What's up, motherfuckers?
What's up, motherfuckers?

  Oh, hey, it’s Cybil.

  Wait, what? H… how?

  Before you think about questioning it, we are thrown into an oh-so-groovy name shouting to get the cutscene gears all lubed up and ready to roll. Harry asks how she got there and she responds that she followed the sewer—specifically the one we took, because she counter-queries about whether or not he was the one who “cut the fence”, even though we broke a crummy padlock. Slightly different, Cybil, me old chum.

Um... why are we talking in front of broken windows when horrors stalk the night?
Um... why are we talking in front of broken windows when horrors stalk the night?

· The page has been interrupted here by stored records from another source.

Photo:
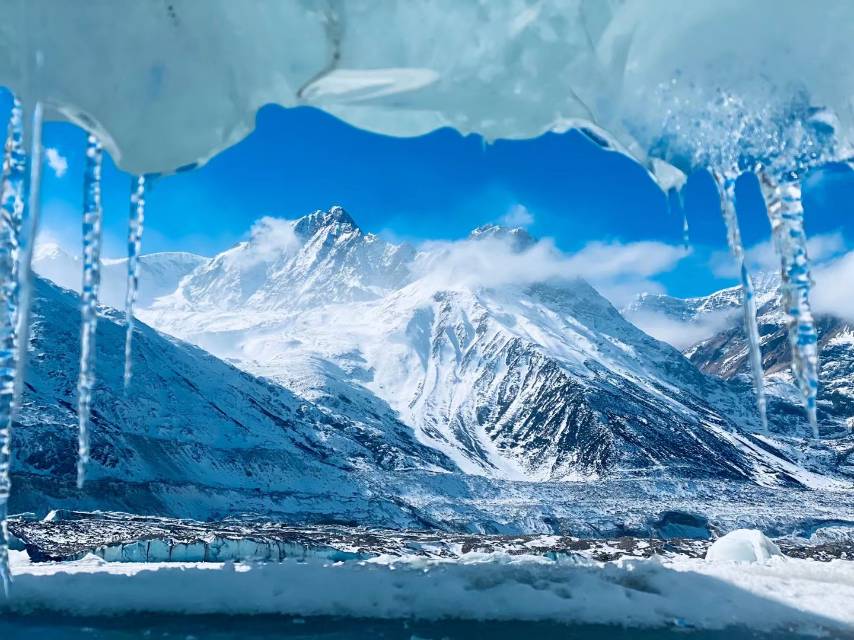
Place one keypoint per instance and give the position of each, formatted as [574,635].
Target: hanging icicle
[27,244]
[786,213]
[726,189]
[89,298]
[135,226]
[11,215]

  Ignoring the massive convenience of this sequence of events (how do these two keep running into each other in an entire town devoid of people, yet full of monsters?), how the bloody hell could Cybil have gotten here first?

  That may need some explanation. You see, putting Cybil in the sewers after Harry means that in this particular instance (that is to say, the particular version of events that we are now playing through), she could reasonably have been about five minutes behind Harry. How she managed to not bump into him or Dr. Skeeves or hear the sounds of gunshots/scuffles on the resort side of town before Ragnarok came back with a vengeance is anyone’s guess, but it’s not too bad.

  Where it becomes really stupid is if you happen to skip the sidequest and head straight-ish here. There’s no conceivable way she could have wound up in front of Harry. Harry had to unlock doors in the sewers—he, quite literally, had to go first. Unless, somehow, Cybil dove into the sewer water and swam under some of the fences while Harry was looking for keys. Which… is really gross, y’all.

Let's just stare at each other until this is over.
Let's just stare at each other until this is over.

  See, this is where my original option of introducing the waterworks level by having the door already open would have been the smarter option. It’s perfectly reasonable to assume that Cybil, concerned over Harry vanishing, would have spent time looking for a way to the resort area in an effort to hook up with him there and stumbled across the sewer entrance. Assumingly, she hasn’t been dealing with the monsters, so she’d be more likely to make it with a minimum of problems.

  Further, Kaufmann needed to get to this side of town, too. How is this not a question that Harry asks? If you wanted to go all “there’s different Silent Hills for different people”, the doctor can be all cagey about it when Harry asks about the sewers. Or he could have been the one to have opened up the sewers. Or it could have been Cybil. If our protagonist had come there and the door was open, it doesn’t matter who was there and when! Dr. K could have done it while we were muckin’ about the hospital or Cybil could have done it after we disappeared from the other church.

  Ugggggh.

  After this, Harry says the now-customary, “I was worried about you!” Cybil responds with the equivalent of “Really, dickcheese? You were worried about me, when you’re the one who fucking vanished from reality?” But then she’s all “Never mind! What’s going on with this town?” and the subject will never be broached again.

  Silent Hill!

You were worried? I saw birds! Can I get a puppy? Where did you disappear to? Rhythm is EVERYWHERE!
You were worried? I saw birds! Can I get a puppy? Where did you disappear to? Rhythm is EVERYWHERE!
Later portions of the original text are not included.